Bir sabah Mikail uyandı, ılık suyunu içti, ağzına birkaç leblebi atarak balkona çıktı. İçinde tarifi imkânsız bir duygu vardı. Haberleri dinlemek üzere radyosunu açtı. Yıl kaç olursa olsun okumak ya da izlemek yerine dinlemeyi tercih ediyordu. Çünkü duymak en güvenilir duyuydu. İnsanlar birbirlerinden nefret ettiklerini göstermiyor ama kulağı sağır edecek kadar yüksek sesle haykırıyordu.
- Aynı ajanstan üç kişinin ölümüne sebep olan cinayet sonunda çözüldü. Aralarında sosyetenin gözdelerinden Merhum Sezin Meram’ın da bulunduğu davada katilin suçunu itiraf etmesiyle emniyet güçleri de derin bir nefes aldı.
Mikail arkasına yaslanıp gözlerini kapadı. Kendisinden bahsedildiğini dinlerken başka hiçbir duyu organının işe karışmasını istemiyordu. Yalnızca söylenenlere odaklanmalıydı.
- Polis olayla ilgili şüphelileri gözaltına almış, ancak uzun süre delil yetersizliğinden dolayı davayı sonuçlandıramamıştı. Aynı işyerinin karşısındaki büfede çalışan, daha önce de adam yaralamaktan sabıkası bulunan A. T. emniyetteki sorgusunda öldürülen üç kişinin siparişlerine zehir kattığını itiraf etmiş ve nöbetçi mahkeme tarafından tutuklanmıştır.

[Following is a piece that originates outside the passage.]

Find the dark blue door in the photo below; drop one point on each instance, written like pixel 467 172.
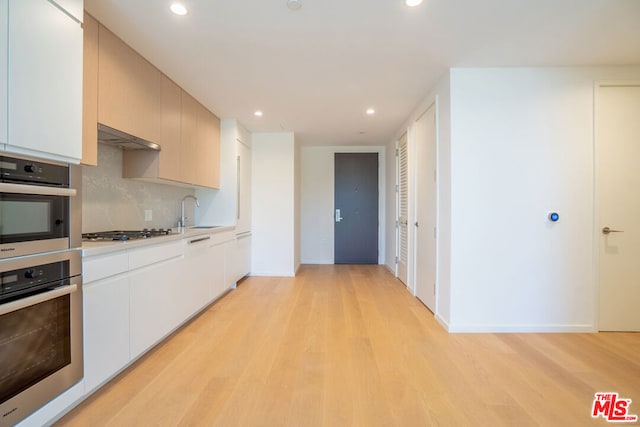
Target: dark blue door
pixel 356 208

Mikail gözlerini açtığında duyduklarına inanmak istemedi. Radyoyu susturmak için kaptığı gibi salona fırlattı, ancak spiker susmuyordu. Evden çıkarak kalabalık caddenin ortasında durdu. Gözlerini kapadı, insanları dinledi. Kendi kin ve nefretlerinin içinde boğulan ve böyle yaşamaya alışan insanları, başarısızlıklarını örtbas etmek için kurdukları kumpasların içinde oradan oraya savrulan insanları… Eşref Komiseri düşündü. Ne istediğine dikkat etme sırası artık ondaydı.
Erdem yaşamalıydı, çünkü olana bitene şahit olan birilerinin bu hikâyeyi anlatması gerekiyordu. Çünkü insanlığın kurtuluşu bu hikâyeyi ne kadar ciddiye aldıklarına bağlıydı.
*Bu hikaye Dedektif Dergi'nin 35. sayısı için yazılmıştır.